Caiporismo – Conto de Artur Azevedo

– Oh! Secundino!

– Oh! Borges!

– Tu no Rio de Janeiro!

– Há oito dias.

– Vieste a passeio?

– Não, meu amigo; vim tocado pela desgraça.

– Pela desgraça?

– “Desgraça” é talvez forte demais. Pelo caiporismo, se quiseres.

– E és tão caipora assim?

– Pertenço ao número dos tais que caem de costas e quebram o nariz!

– Oh, diabo! entremos neste café, e, enquanto tomamos alguma coisa, conta-me qual tem sido a tua vida nestes doze anos de ausência.

Passava-se isto na rua do Ouvidor, em frente ao Pascoal. Os dois amigos e comprovincianos entraram no Café do Rio, e sentaram-se a uma das mesas.

– A minha vida, principiou Secundino, resume-se numa palavra: miséria. Quando vieste da Vitória e lá me deixaste, eu era ainda, por bem dizer, uma criança. Vivia em casa de minha família, onde nada me faltava. Morreu meu pai, morreu minha mãe, minhas irmãs casaram-se, e eu fiz-me sócio de uma loja de fazendas. Ao fim de seis meses, abriram-me falência. Saí com uma mão atrás e outra adiante, e fui ser caixeiro de um bruto, um ingrato, que, ao fim de oito anos, em vez de me dar sociedade, passou a casa a um sujeito meu desafeto. Desgostoso, abandonei o comércio e quis ser empregado público. Apresentei-me em quatro concursos, e, apesar de bem classificado, não consegui que me nomeassem. Fundei uma folha, que acabou logo por falta de assinantes.
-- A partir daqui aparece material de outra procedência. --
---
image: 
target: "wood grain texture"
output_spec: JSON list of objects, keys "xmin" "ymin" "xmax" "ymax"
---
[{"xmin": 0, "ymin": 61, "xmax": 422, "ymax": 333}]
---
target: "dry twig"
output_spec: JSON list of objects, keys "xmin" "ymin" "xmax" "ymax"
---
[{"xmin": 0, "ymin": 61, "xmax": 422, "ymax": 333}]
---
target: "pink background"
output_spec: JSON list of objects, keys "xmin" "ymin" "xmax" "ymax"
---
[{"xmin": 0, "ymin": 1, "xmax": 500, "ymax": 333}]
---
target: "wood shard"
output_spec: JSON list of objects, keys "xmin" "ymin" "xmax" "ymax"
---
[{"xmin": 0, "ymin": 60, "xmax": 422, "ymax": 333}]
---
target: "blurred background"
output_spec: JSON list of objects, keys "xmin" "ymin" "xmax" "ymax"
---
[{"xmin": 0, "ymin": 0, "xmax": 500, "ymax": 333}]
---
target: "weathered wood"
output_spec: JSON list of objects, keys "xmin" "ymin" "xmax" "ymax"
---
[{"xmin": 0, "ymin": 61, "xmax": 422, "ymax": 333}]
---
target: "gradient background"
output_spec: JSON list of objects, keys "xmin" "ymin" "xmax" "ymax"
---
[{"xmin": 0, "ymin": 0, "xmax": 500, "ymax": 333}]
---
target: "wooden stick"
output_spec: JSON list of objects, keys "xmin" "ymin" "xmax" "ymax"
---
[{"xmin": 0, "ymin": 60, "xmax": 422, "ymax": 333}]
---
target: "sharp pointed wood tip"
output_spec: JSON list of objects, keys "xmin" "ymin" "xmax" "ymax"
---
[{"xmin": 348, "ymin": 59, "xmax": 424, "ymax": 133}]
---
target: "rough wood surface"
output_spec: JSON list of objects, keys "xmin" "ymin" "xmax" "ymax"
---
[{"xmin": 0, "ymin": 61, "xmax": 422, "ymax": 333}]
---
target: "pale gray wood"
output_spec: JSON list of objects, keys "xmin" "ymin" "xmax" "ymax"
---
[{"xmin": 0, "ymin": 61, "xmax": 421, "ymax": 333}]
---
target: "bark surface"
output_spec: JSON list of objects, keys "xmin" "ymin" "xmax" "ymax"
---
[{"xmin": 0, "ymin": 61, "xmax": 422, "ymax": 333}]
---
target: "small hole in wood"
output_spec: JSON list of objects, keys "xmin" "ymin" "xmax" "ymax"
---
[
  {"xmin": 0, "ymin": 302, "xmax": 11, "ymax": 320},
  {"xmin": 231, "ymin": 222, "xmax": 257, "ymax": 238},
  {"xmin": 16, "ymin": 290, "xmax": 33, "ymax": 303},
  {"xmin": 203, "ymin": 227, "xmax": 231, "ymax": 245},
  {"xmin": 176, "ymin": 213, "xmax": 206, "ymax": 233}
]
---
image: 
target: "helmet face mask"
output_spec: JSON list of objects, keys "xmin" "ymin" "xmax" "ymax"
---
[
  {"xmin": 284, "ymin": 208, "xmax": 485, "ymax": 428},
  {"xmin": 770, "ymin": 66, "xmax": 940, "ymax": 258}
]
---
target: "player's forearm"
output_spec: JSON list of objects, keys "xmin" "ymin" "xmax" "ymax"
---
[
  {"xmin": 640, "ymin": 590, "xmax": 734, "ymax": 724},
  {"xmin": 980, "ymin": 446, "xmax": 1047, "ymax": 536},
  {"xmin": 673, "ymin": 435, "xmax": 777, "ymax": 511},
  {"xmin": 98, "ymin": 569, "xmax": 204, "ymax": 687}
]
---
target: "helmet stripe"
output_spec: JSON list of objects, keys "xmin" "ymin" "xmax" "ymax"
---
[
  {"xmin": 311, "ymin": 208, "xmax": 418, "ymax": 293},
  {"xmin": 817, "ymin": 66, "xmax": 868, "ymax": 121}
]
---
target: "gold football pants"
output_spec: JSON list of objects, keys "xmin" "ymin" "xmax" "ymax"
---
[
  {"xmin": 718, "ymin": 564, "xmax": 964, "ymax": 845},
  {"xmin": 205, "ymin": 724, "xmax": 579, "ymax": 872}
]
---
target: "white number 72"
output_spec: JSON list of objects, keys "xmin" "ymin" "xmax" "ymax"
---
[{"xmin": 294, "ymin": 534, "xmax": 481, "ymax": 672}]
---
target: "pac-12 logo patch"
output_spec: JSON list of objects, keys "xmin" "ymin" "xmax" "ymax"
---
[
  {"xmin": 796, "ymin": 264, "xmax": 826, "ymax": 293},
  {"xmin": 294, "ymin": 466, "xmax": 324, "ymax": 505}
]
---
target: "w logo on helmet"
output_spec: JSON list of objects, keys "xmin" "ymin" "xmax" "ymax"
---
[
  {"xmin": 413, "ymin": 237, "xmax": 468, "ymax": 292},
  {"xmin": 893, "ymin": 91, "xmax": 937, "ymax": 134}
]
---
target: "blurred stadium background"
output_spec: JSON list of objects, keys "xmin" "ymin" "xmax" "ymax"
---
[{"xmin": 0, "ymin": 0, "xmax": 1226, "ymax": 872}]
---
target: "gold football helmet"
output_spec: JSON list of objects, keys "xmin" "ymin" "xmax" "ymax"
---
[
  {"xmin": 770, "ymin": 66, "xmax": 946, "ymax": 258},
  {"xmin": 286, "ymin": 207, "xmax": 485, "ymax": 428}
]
Contratei casamento com a filha de um fazendeiro rico de S. Mateus, e a minha querida noiva, que me estimava muito, morreu um mês antes do dia marcado para o casamento. Afinal, desesperado, baldo inteiramente de recursos, aceitei um lugar de contínuo na Tesouraria da Fazenda…

-Tu?! Com as tuas habilitações?!

– É para que vejas, respondeu Secundino com lágrimas na voz. Mas isso mesmo foi considerado muito para mim. Demitiram-me acintosamente por não ter votado no candidato oficial nas últimas eleições. Resolvi então vir para o Rio de Janeiro, ao Deus dará… Arranjei duzentos e tantos mil réis, vendendo tudo o quanto possuía, e aqui estou sem emprego, sem esperanças, sem promessa, sem relações, e com sessenta mil réis no bolso. É tudo quanto me resta da minha fortuna.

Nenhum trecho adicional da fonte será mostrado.